The revived Showcase, using the original numbering, began with issue #94 and published the first appearance of the new Doom Patrol and the solo adventures of Power Girl. Issue #100 (May 1978) had a cameo by almost every character that had premiered in the original run of Showcase in a story co-written by Paul Kupperberg and Paul Levitz and drawn by Joe Staton. The series was cancelled again after issue #104 (September 1978), as part of what is commonly called the "DC Implosion". Issues #105 and #106 saw print in Cancelled Comic Cavalcade and #105 was later published in Adventure Comics. Issue #106 was included in The Creeper by Steve Ditko hardcover collection published by DC in 2010. Two other series were announced before the series cancellation: The Huntress, which would have spun out of her feature in Batman Family; and World of Krypton, which was published as DC's first miniseries in 1979. According to editor Paul Levitz, at the time of the cancellation, there were still no Huntress stories in production; further, the slated content for Showcase #107–109 was Gerry Conway's Western adventure The Deserter.

===Full list of issues===

| Issue # | Character |
|---|---|
| 94–96 | The Doom Patrol |
| 97–99 | Power Girl |
| 100 | Special issue featuring almost every character from issues #1–93. |
| 101–103 | Hawkman |
| 104 | OSS / Spies at War |
| 105 | Deadman |
| 106 | The Creeper |

===Reprint collections===

| Title | Issues collected | Publication date | ISBN |
|---|---|---|---|
| Power Girl | #97–99 | June 2006 | 978-1-4012-0968-1 |
| The Creeper by Steve Ditko | unpublished issue #106 | April 2010 | 978-1-4012-2591-9 |

==New Talent Showcase==
DC published New Talent Showcase, which ran for 15 issues (Jan. 1984 – March 1985), briefly changed its title to Talent Showcase, and then ended with issue #19 (Oct. 1985). For the most part edited by Karen Berger (and for a short time by Sal Amendola), the series gave new writers and artists their first professional opportunity in the comics industry. Notable creators who made their DC debuts with New Talent Showcase include Mark Beachum, Norm Breyfogle, Tom Grindberg, Steve Lightle, Mindy Newell, and Stan Woch. Per editorial policy, the series featured only new characters.

==Showcase '93-'96==
DC revived the Showcase title in 1993 when the 1950s retailer reluctance to order new, untested series had largely vanished; it was replaced in the 1990s with reader enthusiasm for the "#1" issues of new series. The new series was published as Showcase '93, a monthly 12-issue miniseries, replaced yearly by Showcase '94, '95 and '96; each was also a miniseries lasting 12 issues.

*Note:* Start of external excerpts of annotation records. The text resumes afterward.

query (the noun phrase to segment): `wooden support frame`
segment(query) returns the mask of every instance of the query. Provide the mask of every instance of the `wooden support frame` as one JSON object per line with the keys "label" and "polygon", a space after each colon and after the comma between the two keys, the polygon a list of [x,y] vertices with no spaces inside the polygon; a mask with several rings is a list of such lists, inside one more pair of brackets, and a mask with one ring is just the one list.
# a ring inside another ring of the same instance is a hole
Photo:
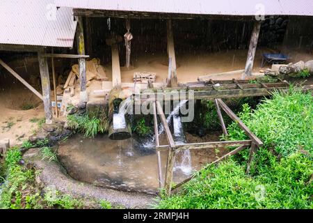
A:
{"label": "wooden support frame", "polygon": [[[83,19],[81,16],[76,17],[77,20],[77,52],[79,55],[85,55],[85,41],[83,38]],[[81,102],[88,102],[88,93],[86,87],[86,58],[79,58],[79,84],[80,84],[80,95],[79,100]]]}
{"label": "wooden support frame", "polygon": [[227,135],[227,130],[226,129],[226,126],[225,125],[224,119],[223,118],[222,112],[220,112],[220,108],[218,105],[218,102],[216,99],[214,99],[215,107],[216,107],[216,112],[218,114],[218,119],[220,119],[220,125],[222,126],[223,133],[225,135]]}
{"label": "wooden support frame", "polygon": [[25,85],[29,90],[31,90],[35,95],[39,98],[43,100],[43,97],[41,93],[40,93],[36,89],[31,86],[26,81],[25,81],[21,76],[19,76],[15,71],[14,71],[8,64],[0,59],[0,64],[5,68],[12,75],[15,77],[19,81]]}
{"label": "wooden support frame", "polygon": [[79,54],[42,54],[44,57],[51,58],[67,58],[67,59],[81,59],[88,58],[89,55],[79,55]]}
{"label": "wooden support frame", "polygon": [[42,52],[38,52],[38,61],[46,123],[51,124],[52,123],[52,109],[50,100],[50,79],[47,57],[42,56]]}
{"label": "wooden support frame", "polygon": [[263,142],[257,136],[252,132],[241,120],[220,99],[216,99],[219,105],[222,107],[225,112],[238,125],[246,132],[248,137],[258,146],[262,146]]}
{"label": "wooden support frame", "polygon": [[171,87],[177,86],[177,76],[176,73],[176,57],[174,47],[174,36],[172,34],[172,20],[166,20],[166,36],[168,40],[168,86]]}
{"label": "wooden support frame", "polygon": [[[158,118],[156,116],[156,102],[153,102],[153,118],[154,118],[154,136],[155,136],[155,146],[156,147],[160,145],[159,141],[159,129],[158,129]],[[162,167],[161,164],[161,153],[160,151],[156,151],[156,155],[158,157],[158,174],[159,174],[159,185],[160,188],[162,187]]]}
{"label": "wooden support frame", "polygon": [[247,61],[244,75],[251,76],[253,68],[253,62],[255,61],[255,51],[257,49],[257,40],[259,40],[259,30],[261,29],[261,22],[255,22],[253,26],[253,31],[250,40],[249,49],[248,51]]}
{"label": "wooden support frame", "polygon": [[[239,140],[239,141],[213,141],[213,142],[205,142],[205,143],[195,143],[195,144],[175,144],[175,141],[172,139],[172,134],[170,132],[168,125],[166,122],[166,118],[165,117],[164,113],[163,112],[162,107],[159,101],[156,101],[156,110],[160,116],[161,121],[164,127],[164,130],[166,134],[166,138],[168,141],[168,145],[162,145],[158,146],[159,144],[159,138],[156,139],[156,150],[157,153],[159,153],[161,151],[167,150],[168,151],[168,160],[166,165],[166,178],[164,183],[164,189],[168,195],[170,194],[172,190],[178,188],[183,184],[186,182],[191,180],[194,176],[195,174],[191,176],[191,177],[184,180],[181,183],[178,183],[175,186],[172,187],[172,175],[173,175],[173,167],[175,163],[175,153],[177,151],[182,150],[186,149],[204,149],[204,148],[225,148],[225,147],[234,147],[239,146],[236,149],[230,151],[230,153],[224,155],[216,160],[210,163],[209,165],[216,164],[219,162],[220,161],[227,158],[228,157],[234,155],[243,148],[250,146],[250,150],[249,153],[249,159],[247,164],[247,170],[246,173],[248,174],[250,169],[251,162],[254,159],[254,154],[257,150],[257,148],[262,146],[263,145],[263,142],[257,138],[257,137],[252,132],[249,128],[238,118],[234,113],[225,104],[222,100],[220,99],[215,99],[214,100],[216,105],[216,109],[218,108],[222,107],[222,109],[225,112],[225,113],[236,123],[237,123],[239,127],[246,132],[246,134],[250,139],[250,140]],[[220,109],[219,111],[220,114]],[[156,115],[154,116],[154,120],[156,120]],[[221,118],[223,120],[223,117]],[[156,123],[156,121],[154,121]],[[154,124],[155,125],[155,124]],[[225,130],[226,130],[226,128],[225,127]],[[156,127],[154,125],[154,131],[156,132],[156,136],[159,137],[159,134],[157,132],[157,125]],[[226,131],[227,132],[227,131]]]}
{"label": "wooden support frame", "polygon": [[166,162],[166,172],[164,180],[164,189],[167,194],[170,195],[175,159],[175,144],[172,136],[172,133],[170,132],[170,128],[168,127],[168,123],[166,122],[166,118],[164,115],[164,113],[163,112],[163,108],[161,106],[160,102],[156,101],[156,110],[160,116],[162,125],[164,128],[164,130],[166,134],[166,139],[168,139],[168,144],[170,144],[169,146],[170,149],[168,150],[168,160]]}

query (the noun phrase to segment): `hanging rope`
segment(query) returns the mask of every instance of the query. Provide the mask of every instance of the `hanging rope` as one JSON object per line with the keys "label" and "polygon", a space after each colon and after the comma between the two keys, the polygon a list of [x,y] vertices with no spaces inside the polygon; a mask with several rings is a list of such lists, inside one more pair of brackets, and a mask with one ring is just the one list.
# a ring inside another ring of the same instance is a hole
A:
{"label": "hanging rope", "polygon": [[129,68],[130,66],[130,54],[131,54],[131,40],[133,39],[133,35],[130,31],[130,20],[126,20],[126,29],[127,32],[124,35],[126,47],[126,67]]}

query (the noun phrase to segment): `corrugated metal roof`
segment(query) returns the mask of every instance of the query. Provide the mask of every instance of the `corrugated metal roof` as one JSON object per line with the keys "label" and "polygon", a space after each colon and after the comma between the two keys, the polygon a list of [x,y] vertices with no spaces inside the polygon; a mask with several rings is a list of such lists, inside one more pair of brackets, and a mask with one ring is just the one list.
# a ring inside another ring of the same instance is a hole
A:
{"label": "corrugated metal roof", "polygon": [[54,0],[1,0],[0,43],[71,47],[77,22],[72,9]]}
{"label": "corrugated metal roof", "polygon": [[312,0],[56,0],[59,6],[199,15],[313,16]]}

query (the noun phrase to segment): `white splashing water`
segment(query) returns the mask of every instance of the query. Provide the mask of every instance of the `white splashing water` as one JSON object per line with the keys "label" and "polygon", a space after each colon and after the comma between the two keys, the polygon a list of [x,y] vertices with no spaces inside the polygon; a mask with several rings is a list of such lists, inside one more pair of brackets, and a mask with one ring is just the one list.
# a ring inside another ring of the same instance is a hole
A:
{"label": "white splashing water", "polygon": [[118,113],[113,114],[113,123],[115,130],[126,128],[125,114],[131,103],[130,97],[126,98],[120,104]]}
{"label": "white splashing water", "polygon": [[[181,117],[176,114],[173,116],[174,140],[176,144],[186,143],[186,137]],[[179,169],[184,174],[188,175],[192,171],[191,154],[188,149],[179,151],[176,153],[174,170]]]}

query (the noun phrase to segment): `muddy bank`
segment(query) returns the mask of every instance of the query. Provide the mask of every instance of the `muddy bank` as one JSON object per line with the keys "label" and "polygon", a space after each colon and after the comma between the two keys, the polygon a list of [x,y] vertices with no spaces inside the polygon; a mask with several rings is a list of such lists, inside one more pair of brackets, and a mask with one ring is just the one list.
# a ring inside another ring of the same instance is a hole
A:
{"label": "muddy bank", "polygon": [[29,149],[23,158],[29,165],[40,171],[36,177],[38,183],[42,184],[45,188],[54,188],[74,198],[86,201],[106,200],[113,206],[122,206],[125,208],[148,208],[154,197],[146,194],[98,187],[73,180],[58,163],[42,160],[37,148]]}

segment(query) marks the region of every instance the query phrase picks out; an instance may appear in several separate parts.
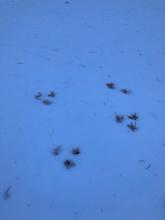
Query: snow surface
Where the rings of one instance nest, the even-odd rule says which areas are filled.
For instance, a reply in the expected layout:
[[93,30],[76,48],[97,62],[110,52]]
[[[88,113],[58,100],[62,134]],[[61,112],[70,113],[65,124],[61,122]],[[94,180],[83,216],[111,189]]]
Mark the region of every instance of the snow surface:
[[163,0],[0,0],[0,220],[165,219],[164,25]]

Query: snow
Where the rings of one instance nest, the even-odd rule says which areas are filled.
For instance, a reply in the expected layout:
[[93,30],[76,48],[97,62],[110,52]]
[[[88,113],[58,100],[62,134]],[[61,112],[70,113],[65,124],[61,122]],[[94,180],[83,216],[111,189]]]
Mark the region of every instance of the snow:
[[165,218],[164,20],[162,0],[0,0],[0,220]]

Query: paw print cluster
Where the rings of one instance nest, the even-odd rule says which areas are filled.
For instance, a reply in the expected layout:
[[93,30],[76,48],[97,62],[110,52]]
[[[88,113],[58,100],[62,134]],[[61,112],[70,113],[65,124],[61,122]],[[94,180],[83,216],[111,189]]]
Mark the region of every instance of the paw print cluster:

For the first two years (1993–1994), Showcase featured characters and concepts from the Batman family of titles with an emphasis on villain-centric one-off stories. The 1994 Azrael series launched out of Showcase '94 with #10 while a prototype story for what became the Birds of Prey ongoing appeared in Showcase '96 #3. The series also had a series of crossover tie-ins. Showcase '93 had a two-part crossover with the "Knightfall" storyline set while Batman recovered from having his back broken by Bane, which revealed a previously untold story from earlier in the "Knightfall" storyline where Batman fought Two-Face. Showcase '94 #4-5 were part of a crossover with Robin, involving Tim Drake and Huntress fighting a masked priest/vigilante attempting to eliminate his evil mob boss sister's criminal empire. Showcase '94 #8-9 featured a prelude to Zero Hour: Crisis in Time! that featured Monarch's transformation into Extant and #10 featured a crossover story involving Clock King fighting a series of temporal dopplegangers during "Zero Hour" while trying to obtain a powerful time travel artifact.

With the 1995-1996 Showcase series, the focus switched from Batman characters to Superman characters. This included a story involving the Matrix Supergirl that led into her ongoing series written by Peter David (Showcase '96 #8) and a two-part story involving the post-Zero Hour Legion of Super-Heroes (#11-12) which featured the first post-Zero Hour meeting of Brainiac 5 and his ancestor Vril Dox and the villain Brainiac, which ultimately served as the final storyline as the series was canceled with #12.

==Showcase Presents==

In 2005, DC began publishing thick, black-and-white reprints of older material under the umbrella title Showcase Presents.